I’ll be in Chicago tomorrow for Election Night, but at that point it will no longer be a campaign speech.


Obama is playing it safe and keeping to his standard stump, but started the speech with some praise for McCain (see my Web story here) and altered his countdown from “two words” to just one: “Tomorrow.”


Here’s some video I shot of Obama taking the stage before about 9,000 people. There are rarely empty seats at Obama events, though this one was on a Monday morning and in a Republican part of the state.





As many readers may know, I am no longer on the campaign plane.


I have followed Obama across the country since leaving the plane Saturday. It’s a logisitical hassle, but I’ve been able to spot some things that members of the traveling press often miss because they are waiting on a bus.


When I left the bubble Saturday in Henderson, Nevada, I came across hundreds of out-of-state volunteers doing a training for a door-to-door canvass. They’d been tucked away out of sight of the event and were focused on their precinct maps and instructions for door-knocking.


I also came across a man in this classic costume.



Meanwhile, the Obama team is making its final push in each battleground state. Things look good in the polls and in the skies as clear weather is forecast just about everywhere.


The campaign is making sure voters know the rules for polling places in each state.


The Ohio team put out a memo urging people to consider showing up mid-morning or early afternoon when the polls aren’t so crowd and reminding them to bring photo ID. (Our post on campaign clothing here.)


Al Gore put in his get-out-the-vote message today to the Obama mailing list, reminding people, “In 2000, the entire election came down to a small number of votes in one county in Florida” and “Four years later, we came up short by an average of nine voters per precinct in Ohio.”


He asked supporters to sign up for an Election Day volunteer shift. “It’s up to each of us to make sure we turn this movement for change into millions of more votes on Election Day,” the former vice president said.


Here’s a partial account from a San Francisco resident who went to Denver to volunteer for Obama:

When I was in Santa Fe and Albuquerque last week with my sister, the excitement about the election was too much— SO much going on with the Obama campaign there.
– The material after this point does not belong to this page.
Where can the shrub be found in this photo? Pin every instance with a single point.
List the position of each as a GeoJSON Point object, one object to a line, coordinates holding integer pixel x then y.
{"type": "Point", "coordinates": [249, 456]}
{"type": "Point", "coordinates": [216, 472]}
Living in totally-blue California, we just don’t see that side of the election (at least I hadn’t). So, Friday night I decided to fly to Denver and volunteer for a couple days.
I spent this afternoon canvassing in the suburbs near my Aunt and Uncle’s house. Of the people we talked to, the vast majority were Obama supporters and a TON have already voted. Many Obama supporters thanked us for stopping by. No one was rude or inconsiderate — although, one guy told us he’d rather eat glass than vote for Obama, although he was really quite nice when he said it. :)
I can’t say that my few hours alone are going to tip the election one way or another, but I feel lucky to get to be involved at this level and it is pretty amazing to see how organized the campaign is on the ground and how many people have put their lives on hold to make this happen. The guy who gave us the lesson on canvassing has been here for 5 months. There are 2,000 people from California who have traveled to Denver (at their own cost) to volunteer. We were based out of a couple’s house this afternoon—they have basically given over their home to be a mini Obama headquarters the last month of the campaign.
The campaign has an amazingly well orchestrated county-by-county, neighborhood-by-neighborhood approach and are turning out a ton of first-time voters. I’m impressed with every detail. Apparently people will be reporting from the polls on Tuesday via text message to ID individuals when they vote (so they can be taken off the call lists).
They know that Colorado could come down to just a handful of voters in one or more of the counties, so the campaign here is focused on getting every single Obama supporter to vote—knowing that there may be 3 hour lines on Tuesday!
I’m really delighted to get to devote some time to this the last few days. I know lots of you are volunteering as well. If you’re not and have just an hour or two to spare, check it out—the organization, passion and excitment is unbelievable.


Here are our stories from the trail Saturday, Sunday and today, along with my project looking at how technology has shaped the race of a generation.


Just before the Florida rally, Obama got the sad news that his grandmother had passed away. (My story here.) He is about to speak in Charlotte and may discuss her passing.


Finally, a hearty congrats to Team Obama’s Emmett Beliveau, who welcomed a healthy daughter into the world this morning. It was yet another surprise from this long campaign season: She was supposed to wait until after Election Day.